All About the Properties of Cyanite and Lapis Lazuli

This stone is the transparent variety of disthene, and is also known as sappare. Lapis lazuli, the sapphire of the ancients, is a mineral gem, translucent to opaque, ranging in color from colorless to an azure-blue, green, and red.

CYANITE.

This stone is the transparent variety of disthene, and is sometimes commercially known as sappare. Cyanite is colorless to bluish-white, sky-blue, berlin blue, yellowish- and reddish-white, gray, and green.

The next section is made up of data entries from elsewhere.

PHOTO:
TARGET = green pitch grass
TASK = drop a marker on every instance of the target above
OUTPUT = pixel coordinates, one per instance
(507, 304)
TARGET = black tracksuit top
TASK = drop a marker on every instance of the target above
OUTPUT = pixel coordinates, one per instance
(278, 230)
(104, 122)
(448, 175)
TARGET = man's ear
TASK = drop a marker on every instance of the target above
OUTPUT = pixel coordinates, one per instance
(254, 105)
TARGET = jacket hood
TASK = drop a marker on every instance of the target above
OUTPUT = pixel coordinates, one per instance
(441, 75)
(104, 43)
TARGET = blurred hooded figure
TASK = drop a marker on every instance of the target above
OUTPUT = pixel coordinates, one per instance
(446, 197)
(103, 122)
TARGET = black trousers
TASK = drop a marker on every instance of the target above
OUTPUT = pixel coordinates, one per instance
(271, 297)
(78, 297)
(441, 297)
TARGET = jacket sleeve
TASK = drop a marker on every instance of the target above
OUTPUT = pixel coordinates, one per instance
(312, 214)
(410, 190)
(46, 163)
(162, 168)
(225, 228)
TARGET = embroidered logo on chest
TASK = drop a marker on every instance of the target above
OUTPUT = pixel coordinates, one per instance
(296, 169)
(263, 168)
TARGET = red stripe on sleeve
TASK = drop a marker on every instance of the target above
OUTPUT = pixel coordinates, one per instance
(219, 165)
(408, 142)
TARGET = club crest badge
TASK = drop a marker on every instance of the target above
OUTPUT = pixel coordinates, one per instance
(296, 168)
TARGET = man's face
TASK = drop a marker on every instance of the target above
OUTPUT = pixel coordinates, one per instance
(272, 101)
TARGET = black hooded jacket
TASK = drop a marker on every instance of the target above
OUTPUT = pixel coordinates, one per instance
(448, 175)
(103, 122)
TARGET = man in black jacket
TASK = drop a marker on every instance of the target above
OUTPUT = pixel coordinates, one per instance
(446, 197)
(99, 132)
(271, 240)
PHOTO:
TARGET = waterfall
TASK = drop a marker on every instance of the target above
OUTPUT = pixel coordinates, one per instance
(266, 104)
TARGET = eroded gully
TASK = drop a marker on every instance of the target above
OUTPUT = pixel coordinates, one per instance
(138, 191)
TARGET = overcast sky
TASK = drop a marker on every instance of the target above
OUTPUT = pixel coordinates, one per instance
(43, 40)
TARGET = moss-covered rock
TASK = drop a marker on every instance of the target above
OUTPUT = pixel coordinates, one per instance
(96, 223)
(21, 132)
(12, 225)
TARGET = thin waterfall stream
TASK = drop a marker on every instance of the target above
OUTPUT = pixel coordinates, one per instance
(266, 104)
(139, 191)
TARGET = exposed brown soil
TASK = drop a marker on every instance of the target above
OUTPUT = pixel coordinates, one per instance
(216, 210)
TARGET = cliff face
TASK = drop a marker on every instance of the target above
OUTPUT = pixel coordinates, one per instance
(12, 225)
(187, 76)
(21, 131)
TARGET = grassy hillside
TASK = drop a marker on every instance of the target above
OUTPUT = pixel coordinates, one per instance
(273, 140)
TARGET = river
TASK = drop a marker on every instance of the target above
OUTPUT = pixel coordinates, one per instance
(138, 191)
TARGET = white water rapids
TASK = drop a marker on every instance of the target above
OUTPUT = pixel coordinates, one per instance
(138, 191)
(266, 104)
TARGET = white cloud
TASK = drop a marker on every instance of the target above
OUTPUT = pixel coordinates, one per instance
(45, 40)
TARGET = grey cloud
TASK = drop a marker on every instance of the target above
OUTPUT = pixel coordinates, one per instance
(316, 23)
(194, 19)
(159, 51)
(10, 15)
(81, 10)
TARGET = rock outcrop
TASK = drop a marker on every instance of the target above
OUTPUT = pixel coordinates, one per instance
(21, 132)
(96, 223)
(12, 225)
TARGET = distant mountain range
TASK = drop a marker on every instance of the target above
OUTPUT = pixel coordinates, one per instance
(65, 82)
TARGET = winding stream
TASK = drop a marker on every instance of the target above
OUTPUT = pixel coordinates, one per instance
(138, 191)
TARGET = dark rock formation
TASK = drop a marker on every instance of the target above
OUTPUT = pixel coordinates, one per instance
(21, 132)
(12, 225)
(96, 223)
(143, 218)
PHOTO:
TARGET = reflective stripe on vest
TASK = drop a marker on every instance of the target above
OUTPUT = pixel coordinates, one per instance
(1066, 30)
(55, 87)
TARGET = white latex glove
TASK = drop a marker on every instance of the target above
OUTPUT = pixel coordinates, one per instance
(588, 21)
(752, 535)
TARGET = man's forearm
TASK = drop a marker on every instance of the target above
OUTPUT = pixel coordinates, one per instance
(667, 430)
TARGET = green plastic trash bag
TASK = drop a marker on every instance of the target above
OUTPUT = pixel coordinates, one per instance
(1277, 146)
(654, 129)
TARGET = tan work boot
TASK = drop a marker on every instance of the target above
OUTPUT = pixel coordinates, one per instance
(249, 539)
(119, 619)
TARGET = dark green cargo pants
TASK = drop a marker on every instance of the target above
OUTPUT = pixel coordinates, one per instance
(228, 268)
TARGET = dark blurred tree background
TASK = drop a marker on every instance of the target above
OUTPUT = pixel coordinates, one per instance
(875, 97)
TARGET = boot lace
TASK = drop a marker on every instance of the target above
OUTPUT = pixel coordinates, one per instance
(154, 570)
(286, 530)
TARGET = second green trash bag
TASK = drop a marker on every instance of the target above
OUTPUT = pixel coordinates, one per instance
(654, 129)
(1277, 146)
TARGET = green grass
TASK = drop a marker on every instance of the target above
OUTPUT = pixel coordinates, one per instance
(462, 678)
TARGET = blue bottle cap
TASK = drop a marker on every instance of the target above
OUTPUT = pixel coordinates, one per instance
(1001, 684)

The hardness is 5 to 7, specific gravity 3.45 to 3.70, lustre vitreous and pearly; it is infusible before the blow-pipe, but fuses with borax; is not attacked by acids, and is composed of:

Silica 36.8

Alumina 63.2

Cyanite is found in Switzerland, the Tyrol, Styria, Carinthia, Bohemia, Norway, Finland, France, South America, Scotland, Ireland, Siberia, the East Indies, and the United States. Clean specimens are not plentiful, and fine blue pieces have frequently been sold for sapphires. The cyanite can be distinguished from the sapphire by its inferior hardness and lighter weight.

LAPIS LAZULI.

Lapis lazuli, the sapphire of the ancients, is a mineral, translucent to opaque, ranging in color from colorless to an azure-blue, violet-blue, green, and red.

The principal color, however, is a rich, azure blue, sometimes shading into green, and having a vitreous to greasy lustre.

Its hardness is 5 to 5.5, specific gravity 2.38 to 2.42; it is decomposed by muriatic acid, and fuses before the blow-pipe to a white glass. It is rarely found clean, but has usually a number of veins and spots of a metallic nature. It is composed of:

Silica 45.

Alumina 31.76

Soda 9.09

Lime 3.52

Sulphuric acid 5.89

and traces of iron, soda, and potash.

This mineral is found in Siberia, Transylvania, Persia, China, Thibet, Tartary, South America, India, and Brazil.

Lapis lazuli is sometimes employed for jewelry, and was for some centuries ground up and used to make the mineral paint known as genuine ultramarine. This paint is now produced chemically, and the more costly mineral compound is rarely used.

The imitation of lapis lazuli for jewelry purposes is also very easy, as metal filings can be readily introduced into the azure blue glass, and thus an imitation of the genuine stone produced, which is perfect except in hardness.